Altering the table structure

As explained above, a table row is a vector of bytes, serialized by the contract. Also, the serialization format is not flexible enough to allow modifying the structure and be able to read the old rows. Also the secondary indexes are only updated on inserting or modifying the rows.
So, if you really need to modify the fields in a table, or modify a secondary index definition, it can only be done on an empty table if you're using the standard CDT classes. It's still possible to implement a low-level iterator which would scan the table and apply changes in each row, but this would render the table unusable for the time of migration.
If a migration contract rewrites a table (for example, by copying each row into a new table and erasing the old row), the information about original RAM payers is lost, so the migrated data rows would have the admin account or the contract itself as a RAM payer.
Sometimes it is sufficient to just create an additional table which would supply additional data for the same primary index values as in the original table. The drawback is that an additional row lookup will require more CPU time.

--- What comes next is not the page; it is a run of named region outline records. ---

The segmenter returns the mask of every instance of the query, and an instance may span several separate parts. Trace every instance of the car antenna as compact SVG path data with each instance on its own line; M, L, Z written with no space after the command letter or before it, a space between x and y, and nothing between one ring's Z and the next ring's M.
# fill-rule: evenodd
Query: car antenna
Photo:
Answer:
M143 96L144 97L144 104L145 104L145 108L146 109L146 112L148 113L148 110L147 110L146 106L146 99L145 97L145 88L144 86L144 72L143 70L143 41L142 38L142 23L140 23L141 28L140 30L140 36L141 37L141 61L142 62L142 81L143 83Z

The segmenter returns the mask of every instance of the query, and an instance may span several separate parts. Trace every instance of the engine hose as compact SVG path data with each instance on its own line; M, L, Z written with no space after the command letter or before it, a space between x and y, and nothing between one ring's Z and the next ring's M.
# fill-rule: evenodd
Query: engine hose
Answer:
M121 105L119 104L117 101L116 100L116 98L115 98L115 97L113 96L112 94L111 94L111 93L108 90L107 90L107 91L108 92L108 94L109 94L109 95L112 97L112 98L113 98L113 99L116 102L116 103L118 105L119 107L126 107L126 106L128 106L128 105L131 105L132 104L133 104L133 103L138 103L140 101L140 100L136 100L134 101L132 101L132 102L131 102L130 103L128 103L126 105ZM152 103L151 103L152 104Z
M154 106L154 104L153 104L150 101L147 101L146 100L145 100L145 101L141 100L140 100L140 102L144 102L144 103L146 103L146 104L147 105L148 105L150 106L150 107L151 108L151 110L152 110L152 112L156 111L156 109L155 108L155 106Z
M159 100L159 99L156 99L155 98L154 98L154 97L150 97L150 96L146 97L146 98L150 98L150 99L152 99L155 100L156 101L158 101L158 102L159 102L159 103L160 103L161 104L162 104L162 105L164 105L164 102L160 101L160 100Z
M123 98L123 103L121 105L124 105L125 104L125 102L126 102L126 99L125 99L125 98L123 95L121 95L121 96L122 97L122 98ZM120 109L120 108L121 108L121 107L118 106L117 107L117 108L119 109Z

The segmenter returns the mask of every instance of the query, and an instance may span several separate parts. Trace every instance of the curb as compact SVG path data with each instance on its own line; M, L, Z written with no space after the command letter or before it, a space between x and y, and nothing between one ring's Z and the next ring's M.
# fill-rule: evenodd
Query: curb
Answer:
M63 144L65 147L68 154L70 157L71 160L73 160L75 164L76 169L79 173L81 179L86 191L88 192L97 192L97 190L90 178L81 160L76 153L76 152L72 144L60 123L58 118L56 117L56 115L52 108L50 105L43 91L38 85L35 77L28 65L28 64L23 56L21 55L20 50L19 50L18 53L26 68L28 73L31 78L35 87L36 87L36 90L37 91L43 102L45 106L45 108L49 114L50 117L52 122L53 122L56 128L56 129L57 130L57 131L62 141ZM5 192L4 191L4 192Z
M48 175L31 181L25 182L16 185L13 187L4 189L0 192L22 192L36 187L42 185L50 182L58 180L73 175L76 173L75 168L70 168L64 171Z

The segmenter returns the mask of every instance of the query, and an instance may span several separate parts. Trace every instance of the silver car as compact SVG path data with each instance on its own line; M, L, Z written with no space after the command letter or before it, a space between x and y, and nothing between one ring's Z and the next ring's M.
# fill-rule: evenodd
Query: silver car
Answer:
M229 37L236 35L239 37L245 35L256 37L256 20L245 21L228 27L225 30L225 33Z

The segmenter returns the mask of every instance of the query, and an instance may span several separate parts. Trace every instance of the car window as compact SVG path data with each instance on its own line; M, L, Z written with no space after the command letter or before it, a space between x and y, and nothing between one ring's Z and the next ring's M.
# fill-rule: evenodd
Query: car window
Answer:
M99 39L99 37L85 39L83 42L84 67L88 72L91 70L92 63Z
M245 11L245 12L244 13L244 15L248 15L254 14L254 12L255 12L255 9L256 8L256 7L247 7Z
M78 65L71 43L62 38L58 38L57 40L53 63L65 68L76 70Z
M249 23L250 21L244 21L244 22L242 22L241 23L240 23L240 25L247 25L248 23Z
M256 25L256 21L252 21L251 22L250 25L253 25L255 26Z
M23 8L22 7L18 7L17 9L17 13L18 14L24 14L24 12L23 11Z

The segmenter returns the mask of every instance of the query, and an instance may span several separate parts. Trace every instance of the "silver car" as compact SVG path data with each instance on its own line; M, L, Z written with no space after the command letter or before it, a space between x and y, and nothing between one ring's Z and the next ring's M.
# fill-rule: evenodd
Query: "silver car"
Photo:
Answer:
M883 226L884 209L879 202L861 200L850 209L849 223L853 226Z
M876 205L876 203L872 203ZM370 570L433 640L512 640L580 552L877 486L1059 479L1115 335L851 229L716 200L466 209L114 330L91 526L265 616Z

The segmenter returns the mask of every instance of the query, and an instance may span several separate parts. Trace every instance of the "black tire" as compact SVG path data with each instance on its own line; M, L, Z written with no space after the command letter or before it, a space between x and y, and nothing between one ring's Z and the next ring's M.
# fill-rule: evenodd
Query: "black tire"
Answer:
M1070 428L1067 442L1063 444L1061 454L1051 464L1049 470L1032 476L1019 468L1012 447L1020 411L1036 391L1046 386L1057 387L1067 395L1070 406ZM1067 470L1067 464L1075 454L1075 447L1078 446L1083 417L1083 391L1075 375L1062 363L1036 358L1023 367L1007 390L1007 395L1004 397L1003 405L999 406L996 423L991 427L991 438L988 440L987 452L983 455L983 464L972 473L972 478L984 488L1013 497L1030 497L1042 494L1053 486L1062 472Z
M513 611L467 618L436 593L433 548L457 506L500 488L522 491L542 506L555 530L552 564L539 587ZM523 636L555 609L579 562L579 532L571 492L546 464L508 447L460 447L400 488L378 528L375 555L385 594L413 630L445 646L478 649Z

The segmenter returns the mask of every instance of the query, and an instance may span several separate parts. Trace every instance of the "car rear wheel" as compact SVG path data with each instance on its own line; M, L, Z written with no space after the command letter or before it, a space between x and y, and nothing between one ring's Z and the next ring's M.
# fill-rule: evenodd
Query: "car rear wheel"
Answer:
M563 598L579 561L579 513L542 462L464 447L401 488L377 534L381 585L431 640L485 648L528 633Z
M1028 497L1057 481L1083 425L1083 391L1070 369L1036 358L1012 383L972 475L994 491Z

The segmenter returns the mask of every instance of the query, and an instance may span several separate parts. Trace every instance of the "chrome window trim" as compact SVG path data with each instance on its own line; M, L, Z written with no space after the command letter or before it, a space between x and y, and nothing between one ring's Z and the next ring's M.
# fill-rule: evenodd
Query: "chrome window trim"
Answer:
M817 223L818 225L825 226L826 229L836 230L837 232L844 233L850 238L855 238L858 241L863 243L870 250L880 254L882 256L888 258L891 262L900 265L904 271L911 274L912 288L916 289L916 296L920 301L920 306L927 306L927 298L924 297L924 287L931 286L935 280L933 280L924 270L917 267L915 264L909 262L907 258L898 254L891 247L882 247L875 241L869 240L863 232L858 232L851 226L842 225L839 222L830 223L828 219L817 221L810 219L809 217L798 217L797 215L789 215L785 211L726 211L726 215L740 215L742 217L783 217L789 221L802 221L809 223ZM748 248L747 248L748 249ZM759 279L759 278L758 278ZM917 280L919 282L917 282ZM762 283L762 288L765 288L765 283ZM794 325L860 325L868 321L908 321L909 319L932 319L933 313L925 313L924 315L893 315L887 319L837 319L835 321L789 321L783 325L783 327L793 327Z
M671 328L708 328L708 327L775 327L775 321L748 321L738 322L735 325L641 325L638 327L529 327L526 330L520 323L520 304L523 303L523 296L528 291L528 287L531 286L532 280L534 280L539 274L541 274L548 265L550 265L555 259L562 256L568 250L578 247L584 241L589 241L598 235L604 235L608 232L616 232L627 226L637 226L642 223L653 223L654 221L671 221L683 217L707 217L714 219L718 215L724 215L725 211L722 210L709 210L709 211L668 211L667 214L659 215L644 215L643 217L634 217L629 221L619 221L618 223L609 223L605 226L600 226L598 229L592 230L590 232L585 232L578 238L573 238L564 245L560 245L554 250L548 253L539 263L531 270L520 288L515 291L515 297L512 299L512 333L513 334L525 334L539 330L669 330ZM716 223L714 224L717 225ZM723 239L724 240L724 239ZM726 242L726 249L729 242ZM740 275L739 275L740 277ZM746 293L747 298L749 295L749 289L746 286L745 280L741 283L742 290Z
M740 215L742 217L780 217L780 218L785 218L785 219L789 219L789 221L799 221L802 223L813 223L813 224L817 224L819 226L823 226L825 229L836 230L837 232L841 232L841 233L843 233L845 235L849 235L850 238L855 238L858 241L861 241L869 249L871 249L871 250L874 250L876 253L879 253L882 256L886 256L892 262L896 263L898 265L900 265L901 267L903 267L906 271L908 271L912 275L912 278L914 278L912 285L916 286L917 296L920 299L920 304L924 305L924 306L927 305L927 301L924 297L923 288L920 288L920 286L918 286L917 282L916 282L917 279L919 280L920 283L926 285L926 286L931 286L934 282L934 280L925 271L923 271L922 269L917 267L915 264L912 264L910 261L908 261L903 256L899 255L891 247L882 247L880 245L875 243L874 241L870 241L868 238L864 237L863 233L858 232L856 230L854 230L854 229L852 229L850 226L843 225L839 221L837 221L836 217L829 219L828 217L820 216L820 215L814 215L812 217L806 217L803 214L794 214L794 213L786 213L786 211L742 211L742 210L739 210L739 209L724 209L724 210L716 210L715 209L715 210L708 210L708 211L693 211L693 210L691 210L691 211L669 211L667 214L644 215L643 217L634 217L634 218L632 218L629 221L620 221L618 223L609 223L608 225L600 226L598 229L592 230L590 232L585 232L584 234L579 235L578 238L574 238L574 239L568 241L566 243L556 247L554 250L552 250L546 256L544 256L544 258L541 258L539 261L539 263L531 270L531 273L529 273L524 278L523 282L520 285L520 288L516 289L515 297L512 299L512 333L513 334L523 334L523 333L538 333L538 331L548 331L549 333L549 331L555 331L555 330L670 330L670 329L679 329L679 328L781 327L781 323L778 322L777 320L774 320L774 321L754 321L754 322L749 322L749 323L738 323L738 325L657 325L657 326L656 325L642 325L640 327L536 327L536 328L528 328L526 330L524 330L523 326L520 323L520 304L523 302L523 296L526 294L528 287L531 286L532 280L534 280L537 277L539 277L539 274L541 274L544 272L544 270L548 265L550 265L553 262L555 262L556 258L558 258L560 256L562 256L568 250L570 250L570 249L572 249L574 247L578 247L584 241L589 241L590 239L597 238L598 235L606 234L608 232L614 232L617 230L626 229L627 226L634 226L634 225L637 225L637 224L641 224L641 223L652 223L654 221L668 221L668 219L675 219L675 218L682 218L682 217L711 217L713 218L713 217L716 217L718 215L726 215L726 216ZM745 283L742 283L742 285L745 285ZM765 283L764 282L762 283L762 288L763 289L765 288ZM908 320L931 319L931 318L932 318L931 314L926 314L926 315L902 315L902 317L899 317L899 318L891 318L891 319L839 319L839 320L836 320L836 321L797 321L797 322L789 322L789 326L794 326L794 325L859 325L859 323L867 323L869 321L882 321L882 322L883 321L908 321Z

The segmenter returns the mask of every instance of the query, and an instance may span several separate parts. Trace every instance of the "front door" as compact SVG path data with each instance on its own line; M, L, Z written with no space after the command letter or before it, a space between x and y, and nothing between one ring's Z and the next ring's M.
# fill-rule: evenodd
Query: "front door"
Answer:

Storing binary data as binary

Quite often a contract needs to store data that is originally in binary form, but there is a common user-friendly representation (such as IPFS links, Ethereum or Bitcoin addresses, etc.). If a contract stores this data in this user-friendly text representation, the amount of used RAM is significantly higher than necessary (for example, a hexadecimal string of an Ethereum address, with 0x prefix, is 42 bytes long. But it represents 20 bytes of the actual address). In addition, if a contract processes this data somehow, it will have to spend the CPU time on string conversion.
It always makes sense to store the binary data in its original binary form in a vector of bytes: std::vector<uint8_t> , which is reflected by bytes type in the ABI. The HTTP API in nodeos will convert such data to and from hexadecimal string format automatically (although it won't contain the 0x prefix).
It is worth reminding that SHA-256 is not the only possible way to address IPFS files, and the format is well described.